I do not know where you come from, but I have personally reviewed the math placement criteria of hundreds of middle schools and high schools. Teacher recommendations are always on the list, whereas I have never seen a school which used "principal recommendations". Wake County, NC's placement criteria: http://www.wcpss.net/policy-files/series/policies/5611-bp.html Alamance County's placement criteria: http://tinyurl.com/d35dtfy I will find more if you'd like me to, but teacher recommendations are plainly listed. In my experience, principals generally back their math teachers when it comes to which students get placed where.
The schools do not outright assign math placement based on race; it is slightly more subtle than this. An example would be Wake County, in North Carolina. Wake County used a model called the "effectiveness index". A student is given a score based on: 1) Their previous test scores 2) Their income level (trinary: free lunch, reduced-price lunch, normal) 3) Their race. If two students with exactly equal grades and test scores were evaluated using the effectiveness index, with one student being a poor black, and another being a middle-class white, the former would be given a lower residual score, and therefore would be less likely to be placed into an advanced class. These scores were also used to determine how well a school is doing at teaching. If the poor black student did as well as the white student, the difference between his score and his effectiveness index residual would be larger than the white student's, and so the school would be rewarded for overcoming the "risk factors" of being poor and black and managing to instruct him anyway. Wake county is currently doing away with the effectiveness index, replacing it with EVAAS, a system which takes into account nothing but test scores. Source: http://content.news14.com/pdf/sas_report.pdf
Can you point me to a federal settlement forced on a school that suspends or expels minorities at a higher rate? I ask because in all of the school districts I have worked with, the schools did suspend minorities at a higher rate, and I have yet to see any consequences for this.
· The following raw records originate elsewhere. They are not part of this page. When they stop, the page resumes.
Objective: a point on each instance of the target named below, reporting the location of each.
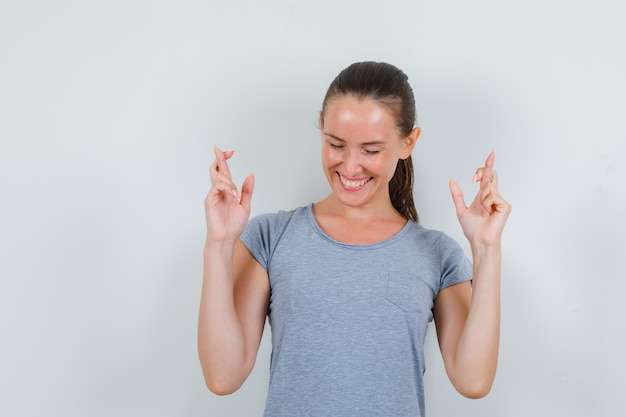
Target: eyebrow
(374, 142)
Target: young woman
(351, 282)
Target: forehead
(348, 113)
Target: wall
(108, 113)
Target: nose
(352, 163)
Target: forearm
(477, 350)
(221, 344)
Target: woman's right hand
(227, 211)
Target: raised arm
(468, 319)
(235, 288)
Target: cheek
(330, 157)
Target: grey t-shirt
(349, 321)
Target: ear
(409, 142)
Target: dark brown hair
(390, 87)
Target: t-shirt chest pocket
(410, 292)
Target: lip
(352, 185)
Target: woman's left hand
(484, 219)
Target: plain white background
(108, 114)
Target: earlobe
(410, 142)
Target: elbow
(476, 389)
(220, 387)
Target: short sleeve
(262, 234)
(455, 267)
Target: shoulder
(423, 235)
(269, 222)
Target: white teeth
(353, 184)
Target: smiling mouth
(353, 185)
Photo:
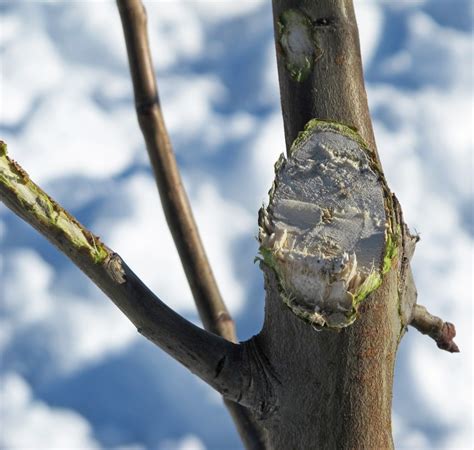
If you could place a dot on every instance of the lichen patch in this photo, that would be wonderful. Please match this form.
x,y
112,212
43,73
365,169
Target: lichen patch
x,y
45,210
325,228
297,43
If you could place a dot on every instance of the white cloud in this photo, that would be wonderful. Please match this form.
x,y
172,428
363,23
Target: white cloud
x,y
369,21
31,424
142,238
72,331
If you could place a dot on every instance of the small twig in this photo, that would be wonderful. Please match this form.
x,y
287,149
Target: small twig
x,y
173,197
442,332
212,310
202,352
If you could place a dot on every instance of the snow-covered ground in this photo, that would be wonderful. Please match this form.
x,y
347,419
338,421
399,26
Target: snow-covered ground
x,y
74,372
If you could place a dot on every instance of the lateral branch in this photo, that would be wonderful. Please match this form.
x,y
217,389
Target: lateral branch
x,y
212,358
211,308
437,329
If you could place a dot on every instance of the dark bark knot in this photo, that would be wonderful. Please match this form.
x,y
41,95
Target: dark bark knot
x,y
261,380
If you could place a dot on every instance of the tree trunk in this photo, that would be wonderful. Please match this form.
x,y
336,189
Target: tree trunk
x,y
334,250
330,388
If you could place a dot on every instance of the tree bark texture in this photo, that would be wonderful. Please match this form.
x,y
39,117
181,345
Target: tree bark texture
x,y
330,389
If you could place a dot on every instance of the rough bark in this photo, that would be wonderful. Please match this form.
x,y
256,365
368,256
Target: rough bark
x,y
310,383
334,388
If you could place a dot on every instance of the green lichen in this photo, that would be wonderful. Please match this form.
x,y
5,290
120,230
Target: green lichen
x,y
391,253
45,211
297,43
327,125
374,279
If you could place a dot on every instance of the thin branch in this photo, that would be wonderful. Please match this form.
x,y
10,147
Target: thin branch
x,y
212,310
442,332
214,359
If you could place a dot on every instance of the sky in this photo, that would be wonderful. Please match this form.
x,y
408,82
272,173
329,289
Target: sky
x,y
74,373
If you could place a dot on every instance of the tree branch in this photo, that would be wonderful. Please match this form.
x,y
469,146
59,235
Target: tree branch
x,y
442,332
319,66
214,359
212,310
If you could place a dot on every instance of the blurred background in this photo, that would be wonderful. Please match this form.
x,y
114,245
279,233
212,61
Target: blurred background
x,y
74,372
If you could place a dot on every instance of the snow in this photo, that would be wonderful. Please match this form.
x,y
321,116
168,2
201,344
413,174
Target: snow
x,y
74,371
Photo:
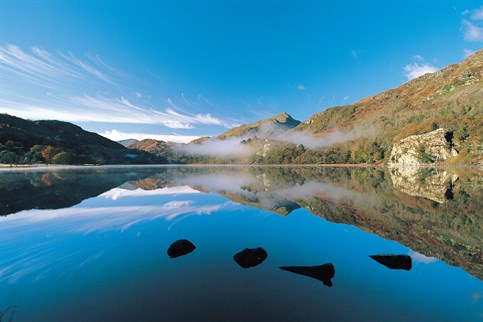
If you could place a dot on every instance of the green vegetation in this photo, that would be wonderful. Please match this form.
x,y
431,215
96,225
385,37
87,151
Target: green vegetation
x,y
55,142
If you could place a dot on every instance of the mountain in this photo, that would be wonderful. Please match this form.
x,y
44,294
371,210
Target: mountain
x,y
433,119
25,141
265,128
450,99
127,142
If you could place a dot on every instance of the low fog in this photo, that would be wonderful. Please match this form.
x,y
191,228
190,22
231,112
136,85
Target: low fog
x,y
233,147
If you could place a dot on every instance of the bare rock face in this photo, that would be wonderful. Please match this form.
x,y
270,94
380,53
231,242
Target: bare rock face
x,y
417,150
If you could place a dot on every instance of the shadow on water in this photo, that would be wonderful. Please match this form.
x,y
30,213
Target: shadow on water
x,y
250,257
435,212
323,273
394,261
180,248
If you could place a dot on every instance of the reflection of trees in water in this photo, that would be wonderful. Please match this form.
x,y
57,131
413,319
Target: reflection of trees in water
x,y
362,197
23,190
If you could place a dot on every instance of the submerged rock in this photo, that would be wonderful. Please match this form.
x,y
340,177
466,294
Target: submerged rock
x,y
180,247
250,257
323,273
394,261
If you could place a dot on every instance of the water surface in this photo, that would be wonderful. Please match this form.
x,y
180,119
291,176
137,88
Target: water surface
x,y
91,244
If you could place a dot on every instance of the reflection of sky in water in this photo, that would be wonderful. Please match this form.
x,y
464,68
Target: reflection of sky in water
x,y
105,259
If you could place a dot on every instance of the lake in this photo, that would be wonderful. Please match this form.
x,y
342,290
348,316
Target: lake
x,y
90,244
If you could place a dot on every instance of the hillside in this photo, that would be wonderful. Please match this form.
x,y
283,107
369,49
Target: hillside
x,y
445,106
449,99
24,141
265,128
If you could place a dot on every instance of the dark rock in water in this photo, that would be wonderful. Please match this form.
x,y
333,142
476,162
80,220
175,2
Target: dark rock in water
x,y
180,247
323,273
250,257
394,261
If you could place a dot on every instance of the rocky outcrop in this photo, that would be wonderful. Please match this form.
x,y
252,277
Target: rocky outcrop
x,y
428,148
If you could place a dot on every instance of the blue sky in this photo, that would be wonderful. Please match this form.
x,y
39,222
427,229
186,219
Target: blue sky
x,y
182,69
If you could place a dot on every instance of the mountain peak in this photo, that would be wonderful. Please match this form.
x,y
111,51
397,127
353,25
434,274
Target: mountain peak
x,y
277,123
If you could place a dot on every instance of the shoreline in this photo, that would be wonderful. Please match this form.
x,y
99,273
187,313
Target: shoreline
x,y
13,167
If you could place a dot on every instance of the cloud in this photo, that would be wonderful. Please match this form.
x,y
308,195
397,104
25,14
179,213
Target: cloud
x,y
471,31
468,52
472,27
475,14
38,84
116,135
418,68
This, as well, I would like to see a citation for.
The school districts I have worked with have varied from being 90% black to 3% black. You are right in that I should have said "minority" rather than "black", for hispanics, native americans, and other minorities are at a similar disadvantage. However, I've seen enough districts in enough states that I, at least, believe the traits I ascribed to the education system to be nearly universal.